What is an Apology? A Lance Armstrong Teachable Moment [Part 2 of 2]

Welcome to the age of the Faux Media Apology. Here are some tips and reminders in the event that you need to refresh your understanding of the Anatomy of an Apology. Take note fallen “heroes,” “icons,” and “idols.” As you seek redemption via a carefully-worded, sound-bite-worthy corporate script, master-minded with  focus-group-like precision, and thus guaranteed to win back the favour of your constituents…We, your former trusty supporters and allies, duped, disappointed, yet desperately hopeful, await your strategically-timed remorse-missive delivered through the lens of PR-savvy handlers…

But wait. Perhaps you prefer the lucrative, prime-time, blue chip, advertising-sponsored-put your dollars next to the Oprah Effect! television studio environment replete with Lighting That Erases All Crimes And Misdemeanors as you hold Confession Court with an attractive media high priestess to whom all sins shall be confessed [Amen!]. On a pre-recorded tape [Hallylooyer!].

Wait, you thought this was LIVE?! Let me not judge.

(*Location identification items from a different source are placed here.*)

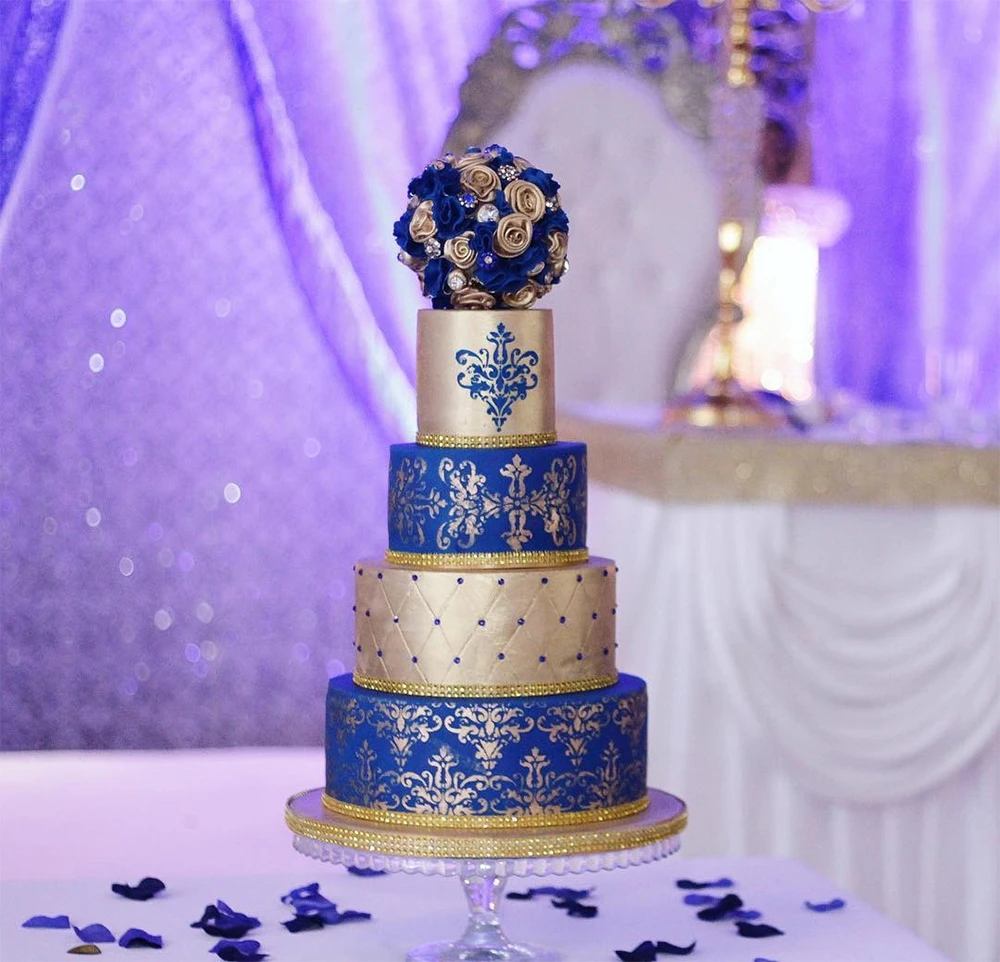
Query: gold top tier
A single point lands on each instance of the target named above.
(485, 379)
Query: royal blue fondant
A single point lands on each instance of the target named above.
(490, 500)
(486, 756)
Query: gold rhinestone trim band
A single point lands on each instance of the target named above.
(485, 822)
(490, 559)
(486, 440)
(579, 842)
(485, 691)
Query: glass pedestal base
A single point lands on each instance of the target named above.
(483, 862)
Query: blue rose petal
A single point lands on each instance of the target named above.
(231, 951)
(722, 883)
(137, 938)
(94, 933)
(830, 906)
(643, 952)
(145, 890)
(751, 931)
(46, 922)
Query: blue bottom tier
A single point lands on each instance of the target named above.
(547, 760)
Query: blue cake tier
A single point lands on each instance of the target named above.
(494, 507)
(486, 762)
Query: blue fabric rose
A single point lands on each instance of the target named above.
(449, 216)
(542, 180)
(434, 276)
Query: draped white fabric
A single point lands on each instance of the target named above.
(825, 683)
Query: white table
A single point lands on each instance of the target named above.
(210, 824)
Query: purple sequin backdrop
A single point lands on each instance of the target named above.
(206, 340)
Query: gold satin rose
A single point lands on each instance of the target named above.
(422, 227)
(524, 296)
(459, 251)
(513, 235)
(473, 298)
(526, 199)
(481, 181)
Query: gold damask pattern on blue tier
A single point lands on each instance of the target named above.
(454, 503)
(485, 374)
(515, 757)
(478, 629)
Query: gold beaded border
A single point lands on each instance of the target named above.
(581, 842)
(490, 559)
(528, 690)
(484, 822)
(486, 440)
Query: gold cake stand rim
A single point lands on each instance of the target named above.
(664, 818)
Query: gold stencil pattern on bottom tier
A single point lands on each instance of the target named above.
(485, 822)
(485, 629)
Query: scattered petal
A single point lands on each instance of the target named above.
(137, 938)
(695, 899)
(725, 905)
(146, 889)
(231, 951)
(722, 883)
(302, 923)
(643, 952)
(94, 933)
(668, 948)
(46, 922)
(830, 906)
(750, 931)
(222, 922)
(574, 909)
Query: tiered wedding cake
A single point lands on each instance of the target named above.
(485, 694)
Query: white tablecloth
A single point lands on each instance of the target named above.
(825, 684)
(210, 824)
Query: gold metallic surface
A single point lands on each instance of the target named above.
(485, 822)
(675, 465)
(420, 631)
(486, 691)
(665, 817)
(447, 409)
(489, 559)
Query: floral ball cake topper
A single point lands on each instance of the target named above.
(484, 230)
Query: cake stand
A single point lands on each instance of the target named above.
(483, 863)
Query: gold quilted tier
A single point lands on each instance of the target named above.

Lance, here are 25 apology pointers for you to consider. Parents, please feel free to add or correct any or all of the following:

The Anatomy of an Apology

  1. An apology is about you, and your feelings.
  2. An apology is an act of one’s own volition.
  3. Never force a child to apologize. Don’t “demand” that a child apologize or “make” him or her apologize.
  4. A “true” apology is one that originates in one’s own heart or in one’s own head. [A seed can also be planted, but the onus is on the individual to take the necessary steps toward apology].
  5. Teach your child to trust that his or her heart will let her know when the appropriate time to make amends is.
  6. You can feel and think about how sorry you are, sometimes simultaneously. This is called remorse, not guilt, and it’s your body’s way of telling you that something within you needs remedying.
  7. Feelings of guilt may be the result of your feeling that you are “responsible” for the negative way in which someone treats you. You aren’t. Each of us is responsible for our own behaviour. That said, recognize how you interact with others. Are you unwittingly sending out unclear messages?
  8. Guilt happens when we know better, but choose not to do better.
  9. Guilt is overrated. Wallowing in guilt and shame is not productive. The best way to clear your conscious is to come clean. Do it in whatever manner you see fit, but do it.
  10. Own your apology, not someone’s guilt.
  11. An apology that comes under duress is half-hearted in intent. Make sure you know “why” you’re apologizing before you attempt an apology.
  12. Have no expectations after you’ve apologized.
  13. Our expectations of others often leads to misunderstanding and miscommunication. We cannot guess what someone thinks or how they will react or respond to us or what we’ve said.
  14. A confession can create a platform for an apology, however a confession is NOT an apology. These are two separate things.
  15. You cannot “bank” an apology, ie. “You own me an apology,” or “I owe you an apology.”
  16. An apology never loses its importance: We are free to apologize whenever, wherever.
  17. First and foremost an apology is about the person who caused the offense. [Sorry Oprah]
  18. When you trust your own “moral compass,” or your own inner voice, you’re better equipped to do what’s right. Being attuned to your conscious-mind is your guide.
  19. Loosen your expectations as to what a “proper” apology looks like. No two people are alike, therefore no two apologies will look exactly alike.
  20. The context for saying, “I’m sorry” is different than blurting out “SORRY!” With experience, you’ll learn to differentiate between the two.
  21. Continuously apologizing to the same person for the same offence isn’t productive. That person may *never* forgive you. This is their right.
  22. Apologizing to someone doesn’t mean that the other person’s hurt or pain or shame will automatically subside and go away. In fact, sometimes just the opposite happens. There’s nothing you can do about this.
  23. The offended party gets to decide how he will respond to your apology. You do not get to dictate how someone “should” feel.
  24. You are not responsible for the feelings of others.
  25. Hurt feelings are the domain of the hurt. Apologizing for the hurt you’ve caused is a step towards mutual healing.